Learn more in the Aggegate reference section.
Finally, before running your transform you'll always need to select which variables you want to keep in your output table. Perhaps you referenced a variable in this transform to create a new one, and now you don't need it anymore. Cutting variables means faster execution, and it is easy to add any variables back later and re-run the transform if you realize you need it, so in general try to keep this list as short as possible.
To propagate variables forward into your output table, they need to be in the right-hand box at the top of the transform labeled Keep. You can select any variable, or set of variables and click the > arrow button to move them over.
Learn more in the Variable selection reference section.
When you're ready to execute the transform click the Run button in the top right of the toolbar.
If this button is disabled, it might be because the transform is invalid for some reason. Hovering on this button will give you more information, or you can look for the alert symbol (!) to see where you'll need to fix the transform in order to make it valid to run.
Successfully running a transform will create a new output table. Click on this table to see your output and verify that the transform executed as you would expect. Does it have the approximate number of records you expect to see? If you click on a variable you can see summary statistics which can help you verify key variable concepts, such as the distinct number of values.
Every time you run a transform you will want to sanity check your output.
If there are any issues with your output table, or if you decide to go in a different direction, or add another step, it is easy to go back to your transform and start making changes.
You'll notice that this transform is now yellow and so is its output table. These edited and stale state indications help you keep track of work you're doing in your workflow, and you can easily revert to the previous successfully executed transform state at any point.
Run this transform again to see changes in the output table. This guide describes all the steps you can take in a single transform but perhaps you want to do one step at a time and run it in between each step to sanity check your output. This system is designed for iteration so make as many changes as you want to experiment and build the output you want.
From here you can continue to create transforms on your output table, tables from the dataset you added, or add any other dataset on Redivis. You might want to fit as many steps as you can into one transform, or make a long chain to more easily track your work and communicate it to others.
As you build more transforms you'll see that sometimes actions you take create stale chains of transforms. You can easily make upstream changes in your workflow (such as upgrading a dataset from the sample to the full dataset, or updating to a new version) and then run all transforms in your workflow with one click (a Run all option is available in the Map button menu).
You can use notebooks in a workflow to analyze data using Python, R, Stata, or SAS. These notebooks run in the browser with no additional configuration and seamless sharing with collaborators.

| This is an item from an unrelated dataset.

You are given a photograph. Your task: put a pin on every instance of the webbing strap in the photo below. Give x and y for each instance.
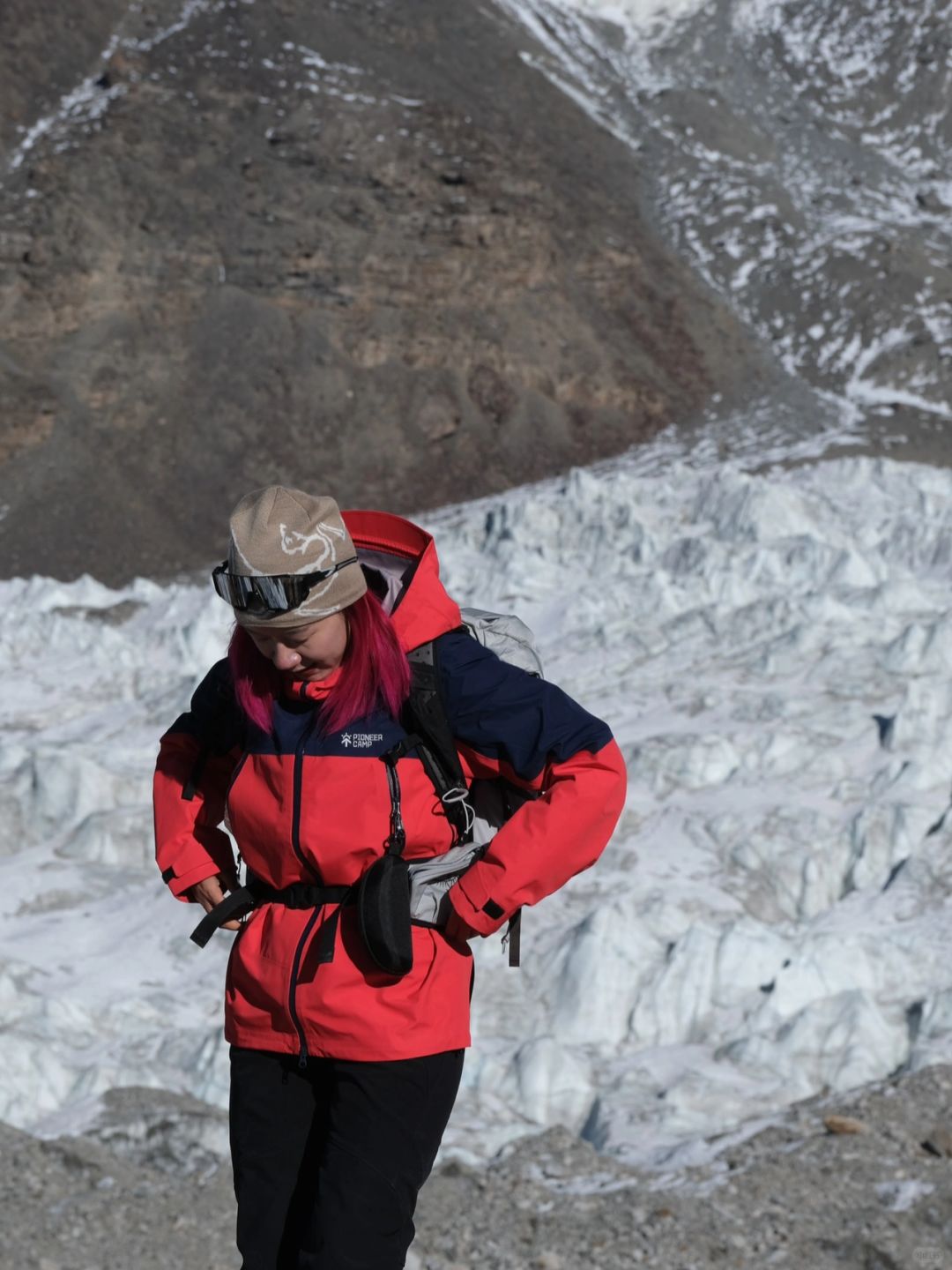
(299, 894)
(438, 753)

Learn more in the Work with data in notebooks guide.
If you'd like to export data to a different system, you can download it in various file formats, reference it programmatically in Python / R, or visualize in tools such as Google Data Studio.
Learn more in the Export to other environments guide.
Augment your data analysis in Redivis by uploading your own datasets, with the option to share with your collaborators (or even the broader research community).
Learn more in the Create and populate a dataset guide.
Redivis workflows are built for collaboration and include real-time visuals to see where collaborators with edit access are in the workflow, and a comments interface to discuss changes asynchronously.
Share your workflow to work with collaborators in real time, and make it public so that others can fork off of and build upon your work.